VBAC (Vaginal Birth After Caesarean)
If you’ve had an abdominal birth with a previous pregnancy and are planning a vaginal birth this time around, this is called a “VBAC” by medical professionals. You may also hear the terms “VBA2C” or “VBA[NUmber]C” if you’ve had multiple previous belly births, or “HBAC” (Home Birth After Caesarean).
Many women go on to choose a second abdominal birth after they’ve had one. This can be for many reasons, including (but certainly not limited to): wanting control and calm for their next birth after a traumatic previous experience, being pushed that way by health professionals, or assuming they could no longer have a vaginal birth.
“With a c-section rate of around 1 in 3 (Australia) a significant proportion of women approach their subsequent birth with a scarred uterus. Of those women, 84% will have another caesarean. I can’t find the stats re. how many of these repeat c-sections are planned vs emergency. But, considering the 50-90% ‘success’ rate for VBACs, I am assuming that most repeat c-sections are planned.
I wonder if more women would choose to experience a vaginal birth if they had adequate information and support from care providers who believed in them?”
- Dr Rachel Reed
I’d strongly recommed reading this article by Dr Rachel Reed on VBACs. She talks through the risks and explains them without scaremongering!
Ultimately, it’s your decision how you birth, and ideally this should be based on what is best for you, rather than based on fear alone.
The risk of uterine rupture is very, very small; there is a 99.5% chance that all will be well on that front.
The risk of a further abdominal birth is increased by much the same factors as it would be for any birth; lack of mobility and movement, prohibited oxytocin due to stress and a sub-optimal birth environment, and so on.
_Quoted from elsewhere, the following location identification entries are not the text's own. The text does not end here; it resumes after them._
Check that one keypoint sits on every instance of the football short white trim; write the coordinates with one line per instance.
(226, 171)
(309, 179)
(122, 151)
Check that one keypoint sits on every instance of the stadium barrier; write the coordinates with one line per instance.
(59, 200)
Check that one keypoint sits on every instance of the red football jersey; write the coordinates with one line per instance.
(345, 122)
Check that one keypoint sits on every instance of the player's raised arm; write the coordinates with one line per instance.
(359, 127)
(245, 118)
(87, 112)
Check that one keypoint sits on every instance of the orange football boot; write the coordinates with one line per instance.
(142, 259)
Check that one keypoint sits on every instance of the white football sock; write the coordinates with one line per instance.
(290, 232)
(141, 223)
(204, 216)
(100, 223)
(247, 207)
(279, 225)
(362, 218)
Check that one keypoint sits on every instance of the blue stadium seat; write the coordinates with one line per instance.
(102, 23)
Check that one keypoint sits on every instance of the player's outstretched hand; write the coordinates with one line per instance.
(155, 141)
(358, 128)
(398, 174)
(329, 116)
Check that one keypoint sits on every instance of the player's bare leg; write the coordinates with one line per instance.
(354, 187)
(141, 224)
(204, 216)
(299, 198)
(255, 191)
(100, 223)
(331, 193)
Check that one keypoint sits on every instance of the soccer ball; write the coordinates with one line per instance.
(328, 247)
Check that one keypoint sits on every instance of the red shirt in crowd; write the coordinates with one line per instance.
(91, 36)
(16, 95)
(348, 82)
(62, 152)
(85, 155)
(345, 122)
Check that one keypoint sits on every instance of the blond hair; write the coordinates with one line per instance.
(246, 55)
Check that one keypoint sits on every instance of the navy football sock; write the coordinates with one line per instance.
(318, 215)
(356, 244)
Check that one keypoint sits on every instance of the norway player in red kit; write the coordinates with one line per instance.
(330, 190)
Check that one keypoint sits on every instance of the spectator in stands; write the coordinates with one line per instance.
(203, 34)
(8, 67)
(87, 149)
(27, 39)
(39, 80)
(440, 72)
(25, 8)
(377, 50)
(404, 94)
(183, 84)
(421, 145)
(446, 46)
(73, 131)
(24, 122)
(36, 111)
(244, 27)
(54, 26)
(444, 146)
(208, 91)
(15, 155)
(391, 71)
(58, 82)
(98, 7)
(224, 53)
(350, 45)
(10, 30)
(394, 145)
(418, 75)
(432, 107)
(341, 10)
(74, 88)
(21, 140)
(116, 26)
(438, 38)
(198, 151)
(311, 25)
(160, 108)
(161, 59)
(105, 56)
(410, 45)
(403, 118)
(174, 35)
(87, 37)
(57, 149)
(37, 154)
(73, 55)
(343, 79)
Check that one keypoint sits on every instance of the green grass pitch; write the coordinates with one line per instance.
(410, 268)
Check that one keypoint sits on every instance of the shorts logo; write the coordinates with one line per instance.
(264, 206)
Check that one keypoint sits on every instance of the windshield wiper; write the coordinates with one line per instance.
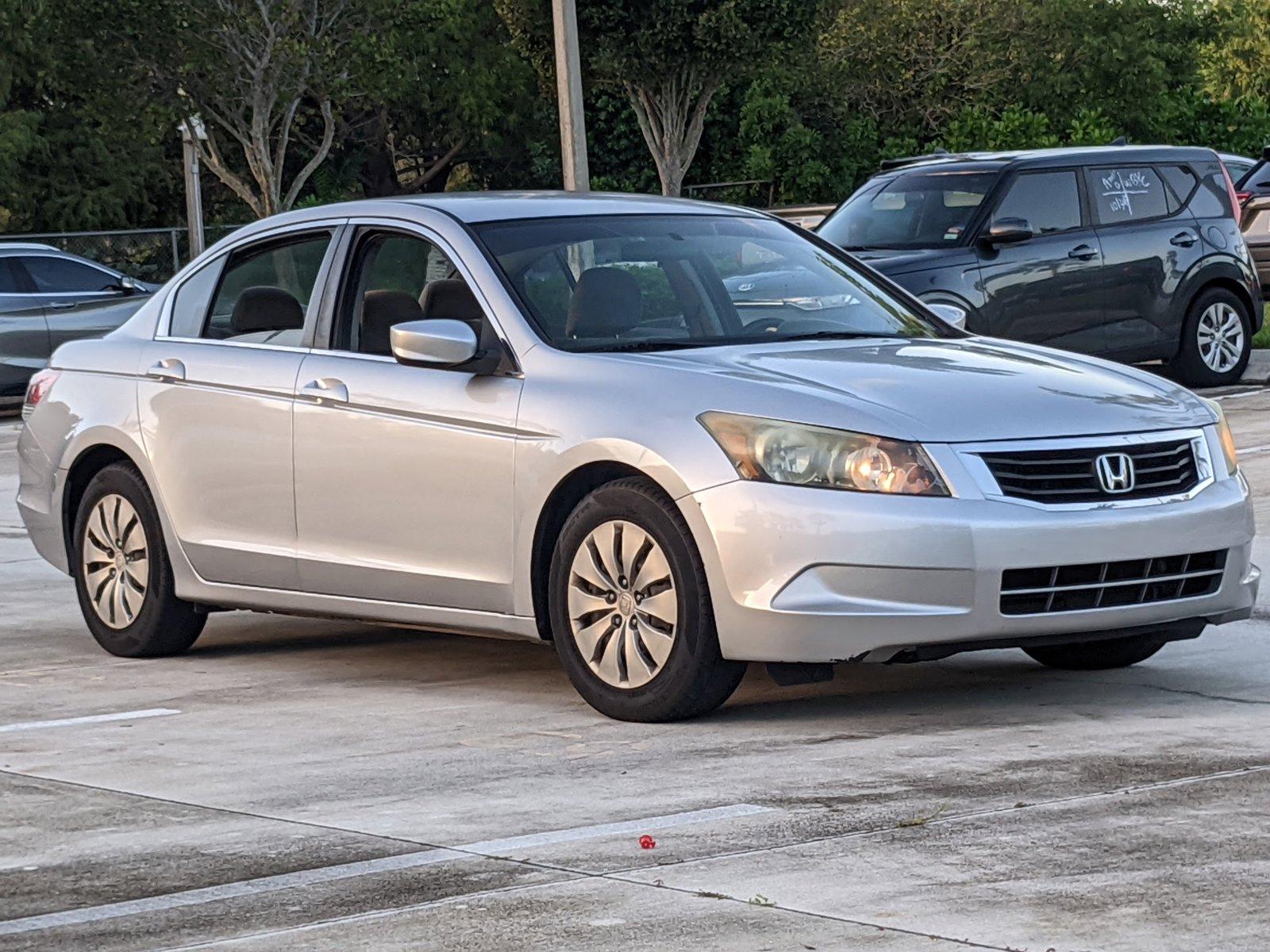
(837, 336)
(637, 346)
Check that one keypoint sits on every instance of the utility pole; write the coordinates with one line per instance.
(573, 125)
(190, 129)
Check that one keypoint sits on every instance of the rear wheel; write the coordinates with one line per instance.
(1217, 340)
(122, 574)
(1098, 655)
(630, 608)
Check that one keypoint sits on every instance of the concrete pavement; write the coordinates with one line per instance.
(300, 785)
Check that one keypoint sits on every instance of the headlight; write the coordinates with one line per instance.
(775, 451)
(1227, 438)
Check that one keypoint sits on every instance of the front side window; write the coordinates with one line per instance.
(1048, 201)
(914, 209)
(61, 276)
(394, 278)
(264, 291)
(1127, 194)
(645, 282)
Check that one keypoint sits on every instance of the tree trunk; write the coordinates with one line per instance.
(672, 113)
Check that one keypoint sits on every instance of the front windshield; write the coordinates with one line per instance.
(648, 282)
(916, 209)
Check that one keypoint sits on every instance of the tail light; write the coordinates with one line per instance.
(37, 390)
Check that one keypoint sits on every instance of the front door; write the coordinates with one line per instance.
(1047, 290)
(216, 408)
(403, 474)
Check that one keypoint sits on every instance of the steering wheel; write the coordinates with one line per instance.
(765, 324)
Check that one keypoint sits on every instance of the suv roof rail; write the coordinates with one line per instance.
(901, 162)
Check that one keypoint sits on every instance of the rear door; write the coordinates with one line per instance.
(1149, 241)
(216, 404)
(1045, 290)
(23, 330)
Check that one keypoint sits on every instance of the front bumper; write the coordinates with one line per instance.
(825, 575)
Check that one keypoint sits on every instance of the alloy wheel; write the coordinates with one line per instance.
(1221, 336)
(116, 562)
(622, 605)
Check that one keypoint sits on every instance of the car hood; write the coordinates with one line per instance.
(893, 260)
(945, 391)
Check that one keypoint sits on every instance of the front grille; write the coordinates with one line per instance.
(1134, 582)
(1070, 475)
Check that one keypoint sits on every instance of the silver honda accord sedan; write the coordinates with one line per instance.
(668, 437)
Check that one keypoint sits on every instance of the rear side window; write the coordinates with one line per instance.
(264, 291)
(1127, 194)
(190, 305)
(64, 276)
(1049, 201)
(1181, 183)
(10, 281)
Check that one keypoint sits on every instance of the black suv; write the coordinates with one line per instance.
(1124, 251)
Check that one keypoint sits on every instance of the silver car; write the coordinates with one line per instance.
(48, 298)
(569, 418)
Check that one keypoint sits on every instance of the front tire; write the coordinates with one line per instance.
(1098, 655)
(1217, 340)
(122, 574)
(630, 608)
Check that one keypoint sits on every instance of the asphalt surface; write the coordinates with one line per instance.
(302, 785)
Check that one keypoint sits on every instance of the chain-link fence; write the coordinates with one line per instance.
(146, 254)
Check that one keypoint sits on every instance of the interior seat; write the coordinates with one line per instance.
(264, 309)
(381, 310)
(606, 302)
(450, 298)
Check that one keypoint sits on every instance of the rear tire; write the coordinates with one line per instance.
(641, 647)
(1217, 340)
(1098, 655)
(122, 574)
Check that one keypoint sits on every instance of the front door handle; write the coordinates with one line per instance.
(325, 390)
(168, 368)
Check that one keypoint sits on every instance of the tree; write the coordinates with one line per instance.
(670, 59)
(441, 86)
(266, 78)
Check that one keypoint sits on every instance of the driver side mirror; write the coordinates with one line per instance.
(438, 343)
(1009, 232)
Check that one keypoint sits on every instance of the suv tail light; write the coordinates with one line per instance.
(37, 390)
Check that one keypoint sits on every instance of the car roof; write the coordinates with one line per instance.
(27, 247)
(1052, 158)
(476, 207)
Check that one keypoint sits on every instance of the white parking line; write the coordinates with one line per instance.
(492, 848)
(89, 719)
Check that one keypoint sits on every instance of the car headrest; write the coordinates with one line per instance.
(381, 310)
(266, 309)
(450, 298)
(605, 302)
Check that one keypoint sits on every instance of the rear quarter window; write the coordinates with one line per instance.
(1127, 194)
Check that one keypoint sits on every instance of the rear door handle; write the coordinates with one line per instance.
(168, 368)
(325, 390)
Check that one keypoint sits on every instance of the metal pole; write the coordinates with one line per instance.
(573, 126)
(194, 192)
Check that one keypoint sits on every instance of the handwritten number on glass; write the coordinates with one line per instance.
(1119, 186)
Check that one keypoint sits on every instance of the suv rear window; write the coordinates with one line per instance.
(1127, 194)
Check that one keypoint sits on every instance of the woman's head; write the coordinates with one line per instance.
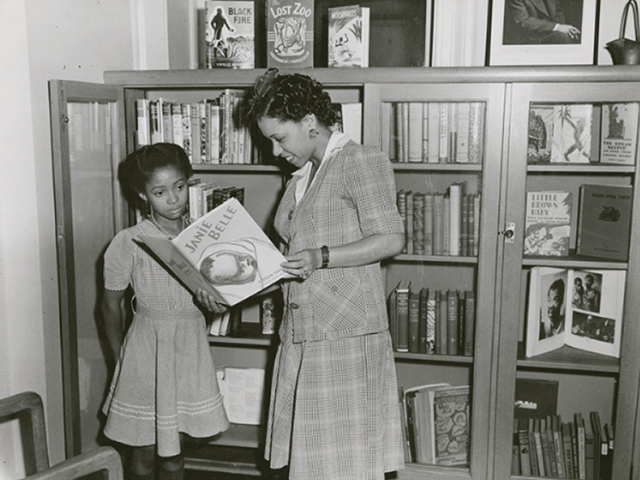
(141, 166)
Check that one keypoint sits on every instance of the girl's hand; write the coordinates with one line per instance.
(303, 263)
(209, 302)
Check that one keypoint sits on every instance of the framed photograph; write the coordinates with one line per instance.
(543, 32)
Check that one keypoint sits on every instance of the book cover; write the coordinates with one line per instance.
(604, 221)
(348, 36)
(579, 308)
(290, 33)
(224, 252)
(230, 34)
(540, 133)
(450, 417)
(571, 140)
(548, 223)
(619, 137)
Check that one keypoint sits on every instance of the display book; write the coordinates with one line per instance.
(441, 222)
(437, 132)
(209, 130)
(229, 34)
(224, 252)
(290, 32)
(583, 133)
(348, 36)
(432, 321)
(436, 424)
(546, 445)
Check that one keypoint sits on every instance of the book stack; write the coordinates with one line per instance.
(432, 321)
(437, 132)
(440, 223)
(436, 419)
(549, 447)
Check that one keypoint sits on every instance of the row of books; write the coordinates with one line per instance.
(438, 132)
(583, 133)
(432, 321)
(549, 447)
(208, 130)
(229, 34)
(436, 424)
(441, 223)
(603, 223)
(204, 197)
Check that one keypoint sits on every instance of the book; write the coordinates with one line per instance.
(619, 136)
(290, 33)
(604, 221)
(348, 36)
(450, 433)
(571, 139)
(548, 223)
(230, 34)
(579, 308)
(535, 398)
(541, 118)
(224, 252)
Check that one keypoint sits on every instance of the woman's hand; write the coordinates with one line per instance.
(303, 263)
(209, 302)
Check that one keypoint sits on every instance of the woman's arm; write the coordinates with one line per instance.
(112, 314)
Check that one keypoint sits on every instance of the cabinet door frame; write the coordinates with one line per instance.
(63, 92)
(626, 398)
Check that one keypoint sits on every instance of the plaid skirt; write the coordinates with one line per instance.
(334, 411)
(165, 383)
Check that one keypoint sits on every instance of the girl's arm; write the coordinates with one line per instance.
(113, 316)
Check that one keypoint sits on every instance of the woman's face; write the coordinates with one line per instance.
(290, 140)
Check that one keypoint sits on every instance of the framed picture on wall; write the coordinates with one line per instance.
(542, 32)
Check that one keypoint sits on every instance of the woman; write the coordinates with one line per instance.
(334, 404)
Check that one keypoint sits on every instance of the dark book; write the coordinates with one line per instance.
(604, 221)
(290, 33)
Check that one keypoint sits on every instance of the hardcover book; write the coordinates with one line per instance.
(579, 308)
(290, 33)
(619, 136)
(224, 252)
(604, 221)
(348, 36)
(571, 140)
(548, 223)
(230, 34)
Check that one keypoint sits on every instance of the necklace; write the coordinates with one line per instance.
(159, 227)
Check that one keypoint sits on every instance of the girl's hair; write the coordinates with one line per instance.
(138, 167)
(289, 97)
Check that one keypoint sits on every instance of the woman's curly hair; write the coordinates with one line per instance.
(289, 97)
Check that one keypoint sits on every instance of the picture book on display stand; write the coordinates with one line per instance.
(224, 252)
(579, 308)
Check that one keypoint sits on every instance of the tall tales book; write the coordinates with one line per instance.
(604, 221)
(224, 252)
(290, 33)
(579, 308)
(349, 36)
(230, 34)
(619, 136)
(548, 223)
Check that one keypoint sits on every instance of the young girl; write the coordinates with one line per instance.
(164, 385)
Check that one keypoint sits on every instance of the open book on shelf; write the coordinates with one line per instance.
(578, 308)
(224, 252)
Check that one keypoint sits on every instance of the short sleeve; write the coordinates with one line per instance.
(119, 261)
(370, 183)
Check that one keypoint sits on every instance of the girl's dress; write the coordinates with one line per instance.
(165, 380)
(334, 411)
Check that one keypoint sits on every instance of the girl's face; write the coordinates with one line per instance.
(167, 192)
(290, 140)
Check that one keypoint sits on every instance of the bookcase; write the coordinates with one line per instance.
(497, 272)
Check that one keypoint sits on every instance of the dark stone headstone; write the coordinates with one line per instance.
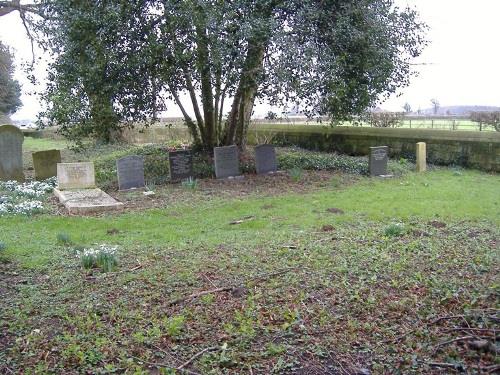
(227, 162)
(378, 160)
(130, 172)
(181, 165)
(45, 163)
(11, 153)
(265, 159)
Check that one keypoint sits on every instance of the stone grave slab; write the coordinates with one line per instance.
(11, 153)
(421, 157)
(181, 165)
(88, 201)
(378, 160)
(130, 172)
(265, 159)
(227, 163)
(75, 176)
(45, 163)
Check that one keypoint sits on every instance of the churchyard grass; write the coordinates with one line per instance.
(293, 282)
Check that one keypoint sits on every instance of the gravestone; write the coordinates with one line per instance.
(421, 157)
(227, 162)
(181, 165)
(75, 176)
(11, 153)
(77, 192)
(45, 163)
(130, 172)
(265, 159)
(378, 160)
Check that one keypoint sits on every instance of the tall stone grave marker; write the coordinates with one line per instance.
(181, 165)
(265, 159)
(11, 153)
(130, 172)
(227, 162)
(45, 163)
(75, 176)
(378, 160)
(421, 157)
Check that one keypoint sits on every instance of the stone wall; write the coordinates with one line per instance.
(479, 150)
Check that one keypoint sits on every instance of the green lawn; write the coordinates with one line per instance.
(295, 286)
(40, 144)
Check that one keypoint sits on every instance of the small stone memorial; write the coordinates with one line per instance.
(378, 160)
(87, 201)
(421, 157)
(75, 176)
(11, 153)
(45, 163)
(227, 162)
(181, 165)
(130, 172)
(77, 192)
(265, 159)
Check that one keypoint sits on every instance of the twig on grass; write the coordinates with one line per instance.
(199, 354)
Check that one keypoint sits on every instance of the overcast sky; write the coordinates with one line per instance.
(462, 62)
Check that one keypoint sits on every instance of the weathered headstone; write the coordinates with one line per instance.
(45, 163)
(421, 157)
(11, 153)
(130, 172)
(75, 176)
(227, 162)
(265, 159)
(77, 191)
(181, 165)
(87, 201)
(378, 160)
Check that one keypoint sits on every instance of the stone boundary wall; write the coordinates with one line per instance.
(479, 150)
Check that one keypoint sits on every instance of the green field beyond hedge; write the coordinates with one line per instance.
(329, 272)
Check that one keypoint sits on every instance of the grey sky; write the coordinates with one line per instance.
(462, 61)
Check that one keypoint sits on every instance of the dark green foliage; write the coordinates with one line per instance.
(10, 90)
(117, 61)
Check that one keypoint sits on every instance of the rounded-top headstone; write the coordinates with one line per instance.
(11, 153)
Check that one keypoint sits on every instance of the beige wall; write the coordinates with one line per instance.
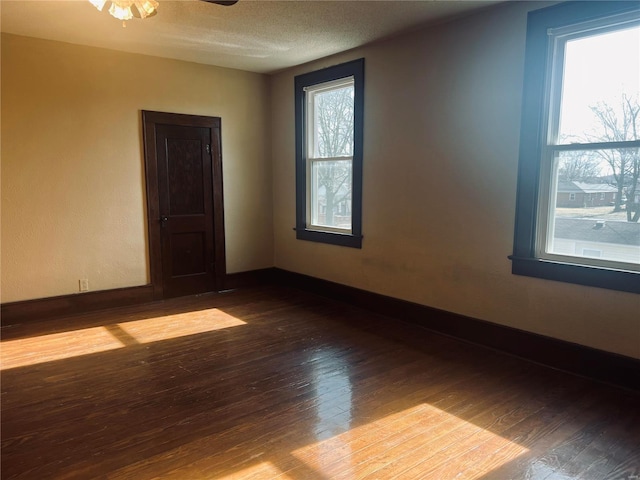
(73, 195)
(442, 119)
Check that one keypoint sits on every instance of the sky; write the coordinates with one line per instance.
(598, 68)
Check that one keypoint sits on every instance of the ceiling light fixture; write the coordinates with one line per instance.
(122, 9)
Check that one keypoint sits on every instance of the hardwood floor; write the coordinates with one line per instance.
(274, 383)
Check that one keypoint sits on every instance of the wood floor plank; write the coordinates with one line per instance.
(271, 383)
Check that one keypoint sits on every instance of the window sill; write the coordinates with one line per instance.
(332, 238)
(622, 280)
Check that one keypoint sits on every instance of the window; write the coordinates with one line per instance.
(329, 130)
(581, 124)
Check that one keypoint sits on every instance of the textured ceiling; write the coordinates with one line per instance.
(255, 35)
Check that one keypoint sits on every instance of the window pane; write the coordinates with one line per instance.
(331, 193)
(597, 205)
(333, 119)
(601, 85)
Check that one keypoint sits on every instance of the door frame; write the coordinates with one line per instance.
(149, 121)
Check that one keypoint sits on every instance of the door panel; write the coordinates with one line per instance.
(183, 167)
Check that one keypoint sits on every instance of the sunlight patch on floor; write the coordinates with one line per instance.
(419, 442)
(263, 470)
(59, 346)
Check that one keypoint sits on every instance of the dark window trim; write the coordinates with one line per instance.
(524, 260)
(354, 68)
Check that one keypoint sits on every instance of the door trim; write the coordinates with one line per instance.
(149, 121)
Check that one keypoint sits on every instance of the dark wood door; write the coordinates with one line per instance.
(183, 208)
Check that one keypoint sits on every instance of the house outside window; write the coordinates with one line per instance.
(329, 131)
(580, 127)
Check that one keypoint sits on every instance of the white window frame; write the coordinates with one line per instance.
(552, 148)
(328, 77)
(536, 176)
(313, 159)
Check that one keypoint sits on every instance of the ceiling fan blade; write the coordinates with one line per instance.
(226, 3)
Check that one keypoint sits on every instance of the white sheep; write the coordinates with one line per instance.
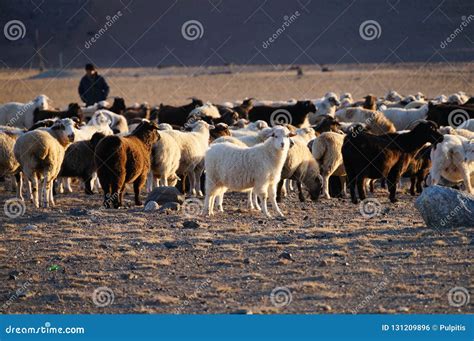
(375, 121)
(402, 118)
(458, 98)
(327, 151)
(193, 146)
(458, 131)
(230, 167)
(40, 154)
(165, 159)
(468, 125)
(250, 140)
(21, 114)
(117, 123)
(326, 105)
(252, 199)
(393, 96)
(207, 110)
(453, 159)
(9, 165)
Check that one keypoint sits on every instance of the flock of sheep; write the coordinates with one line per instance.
(262, 148)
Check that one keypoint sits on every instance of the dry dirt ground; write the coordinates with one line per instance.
(341, 261)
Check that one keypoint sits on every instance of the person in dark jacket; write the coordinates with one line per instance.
(93, 88)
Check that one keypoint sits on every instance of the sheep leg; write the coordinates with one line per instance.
(413, 181)
(51, 196)
(209, 201)
(344, 186)
(249, 200)
(279, 189)
(45, 190)
(197, 176)
(67, 187)
(419, 181)
(326, 187)
(19, 186)
(255, 200)
(220, 200)
(192, 183)
(137, 185)
(150, 181)
(392, 179)
(352, 184)
(300, 191)
(263, 196)
(115, 197)
(466, 176)
(361, 187)
(61, 186)
(88, 183)
(283, 190)
(34, 189)
(272, 195)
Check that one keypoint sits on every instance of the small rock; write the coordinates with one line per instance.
(151, 206)
(323, 263)
(443, 207)
(170, 245)
(172, 206)
(191, 224)
(324, 307)
(13, 275)
(165, 194)
(78, 212)
(128, 276)
(286, 255)
(243, 312)
(29, 228)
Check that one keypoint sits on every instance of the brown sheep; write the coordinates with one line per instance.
(125, 159)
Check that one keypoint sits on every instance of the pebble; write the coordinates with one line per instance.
(191, 224)
(29, 228)
(151, 206)
(171, 206)
(286, 255)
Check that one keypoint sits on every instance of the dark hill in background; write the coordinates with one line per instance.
(149, 32)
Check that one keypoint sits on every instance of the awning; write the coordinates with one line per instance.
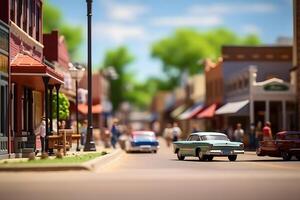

You can use your protective factors and personal coping tools to give your VBAC as much chance of success as possible.
“I am a bit confused about why such a huge deal is made about the risk of uterine rupture during VBAC. Why are these women subjected to serious (and often biased) discussions with fearful practitioners about the dangers of attempting birth? Why are they categorised as ‘high risk’, limiting their care options and imposing additional monitoring and intervention during their labour? If we agree that this is the right approach, then we also need to treat all women like this because the risk of placental abruption or a cord prolapse is greater than the risk of a uterine rupture during a VBAC.
To be honest, as a midwife uterine rupture is the least of my worries when caring for a woman having a VBAC. I actually think the mountain that has been built out of the risk-molehill requires more energy and attention. These women do need special treatment, but not in the form of disempowering fear-based counselling or practice. They have often had a previous traumatic birth experience and are dealing with fear from family, friends, and the medical system, in addition to their own worries. They have been labelled ‘high risk’ and are constantly reminded of the potential disaster waiting to occur. They also risk ‘failing’ if they encounter any complications or end up having a repeat c-section. This impacts on their ability to trust their body, follow their intuition and allow the physiology of birth to unfold. Often these women need more nurturing, reassurance and support from those involved in their birth.”
- Dr Rachel Reed
This positive VBAC story takes place on a labour ward and is worth a watch! Some notes:
She talks about the mobile epidural option, and how this enabled her to stay active in labour, and feel what was happening with her body - fantastic! This likely contributed to her successful VBAC; she talks about not being able to move or feel anything with her first birth with the full epidural.
She talks about how the bearing-down urge feels, and fear of "“shitting herself”! Sooo relatable and helpful for first-time mums in particular to hear - it’s normal and a good sign!
She mentions her midwife picking up on signs that she had transitioned and was approaching the pushing stage, and saying “I need to check you”. This was not needed and she could have declined this check. The midwife could already tell what was happening by the woman’s body langue, noises etc; a vaginal check is not needed to confirm this if you don’t want it!
Discussion of: Delayed Cord Clamping & Physiological Third Stage (Placenta Delivery), Post-partum Bleeding (Lochia), first poo & wee post-birth, recovery.
HBAC (Home Birth After Caesarean)
Choosing a home birth after a previous abdominal birth is a safe choice for the majority of women.
The usual reason for choosing this is to avoid unecessary interventions and excessive monitoring common in some hospital settings.
In fact, a 2021 study found that “Planned HBAC was associated with a significant 39% decrease in the odds of having a [further] cesarean birth” (Bayrampour et al).
“So women who gave birth at home were more likely to give birth vaginally than to end up having another caesarean. That’s compared to women who gave birth in hospital. […]the researchers took into account the factors which might have made some women more or less likely to have a vaginal birth. They showed that, even when you considered those factors, the setting (or being at home) appeared to make a positive difference.”